“We knew the service-industry model was broken,” says Tracy Malechek-Ezekiel, co-owner of Birdie’s in Austin. After years spent in some of the country’s most prestigious kitchens—and experiencing firsthand the reality of being underpaid and overworked (“As a cook,” she says, “I never made more than $16 an hour”)—she and her husband, Arjav Ezekiel, made a decision: they would build a restaurant around their values.
That restaurant is Birdie’s, a counter-service, ingredient-driven spot known for its French and Italian influences and its mission to center sustainability and equity.
From Indie Rock to Fine Dining
Raised in the suburbs of Houston, Malechek-Ezekiel studied at the University of Houston’s College of Hotel and Restaurant Management. She always had a passion for food—“Apparently, there’s a food-loving gene,” she jokes. “My mom has it. My son has it. I have it.” But it wasn’t until just before graduation, when she helped a friend prepare a seven-course meal for an event, that she realized she wanted to pursue cooking professionally.
“In college, I was obsessed with indie rock,” she says. “I loved the intensity of a show. Then a group of us made that meal and I felt my focus shift—from other people’s creative expressions to my own.”
After college, she spent five months in Barcelona, where she fell in love with the way Spanish cuisine celebrated freshness and restraint. “It was cool to see the simplicity of ingredients celebrated.
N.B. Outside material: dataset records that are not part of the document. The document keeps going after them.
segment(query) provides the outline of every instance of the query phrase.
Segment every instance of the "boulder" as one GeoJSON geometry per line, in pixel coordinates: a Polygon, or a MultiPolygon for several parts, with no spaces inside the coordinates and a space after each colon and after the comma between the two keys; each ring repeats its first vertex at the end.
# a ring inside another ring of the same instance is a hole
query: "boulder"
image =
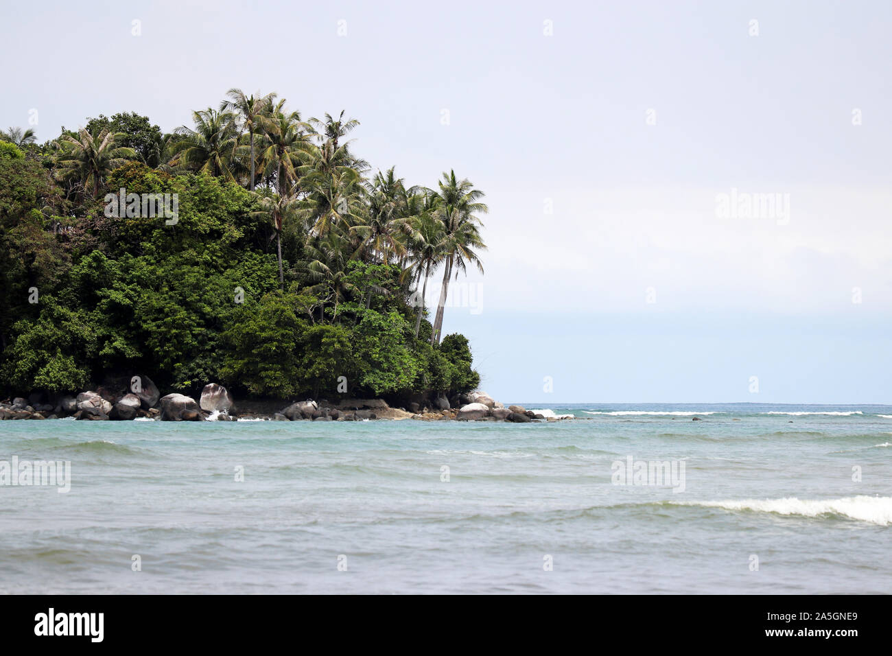
{"type": "Polygon", "coordinates": [[[95,392],[81,392],[77,399],[78,410],[84,411],[87,408],[95,408],[107,415],[112,411],[112,403],[97,394],[95,392]]]}
{"type": "Polygon", "coordinates": [[[161,393],[148,376],[134,376],[130,379],[130,391],[139,397],[143,410],[148,410],[158,405],[161,393]]]}
{"type": "Polygon", "coordinates": [[[208,412],[226,412],[233,407],[232,394],[229,390],[222,385],[217,383],[208,383],[202,390],[202,397],[199,402],[202,410],[208,412]]]}
{"type": "Polygon", "coordinates": [[[487,408],[491,408],[496,404],[495,399],[485,392],[471,392],[468,394],[472,403],[483,403],[487,408]]]}
{"type": "Polygon", "coordinates": [[[497,419],[507,419],[508,416],[511,414],[511,411],[508,408],[493,408],[491,412],[497,419]]]}
{"type": "Polygon", "coordinates": [[[458,411],[458,414],[456,415],[457,419],[479,419],[481,417],[486,417],[490,413],[490,409],[484,403],[468,403],[467,405],[461,406],[458,411]]]}
{"type": "Polygon", "coordinates": [[[204,419],[202,409],[191,396],[174,393],[161,396],[161,421],[201,421],[204,419]]]}
{"type": "Polygon", "coordinates": [[[292,421],[311,419],[318,416],[319,406],[315,401],[298,401],[283,410],[280,414],[284,414],[292,421]]]}
{"type": "Polygon", "coordinates": [[[390,406],[384,399],[344,399],[337,405],[339,410],[384,410],[390,406]]]}
{"type": "Polygon", "coordinates": [[[112,407],[109,419],[128,421],[136,417],[142,402],[135,394],[124,394],[120,401],[112,407]]]}
{"type": "MultiPolygon", "coordinates": [[[[107,401],[105,402],[108,403],[107,401]]],[[[111,410],[111,409],[110,409],[111,410]]],[[[96,407],[95,405],[85,404],[78,412],[75,417],[78,419],[107,419],[109,418],[107,412],[103,412],[102,408],[96,407]]]]}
Simple food isn’t easy,” she says. “When you have only three or four things on a dish, there’s nowhere to hide.”
Malechek-Ezekiel began her career as a prep cook at Lula Café in Chicago before moving to New York, where she worked in some of the city’s top restaurants—Cru, Del Posto, and Gramercy Tavern—under chefs like James Beard Award winner Mike Anthony, for whom she served as sous-chef.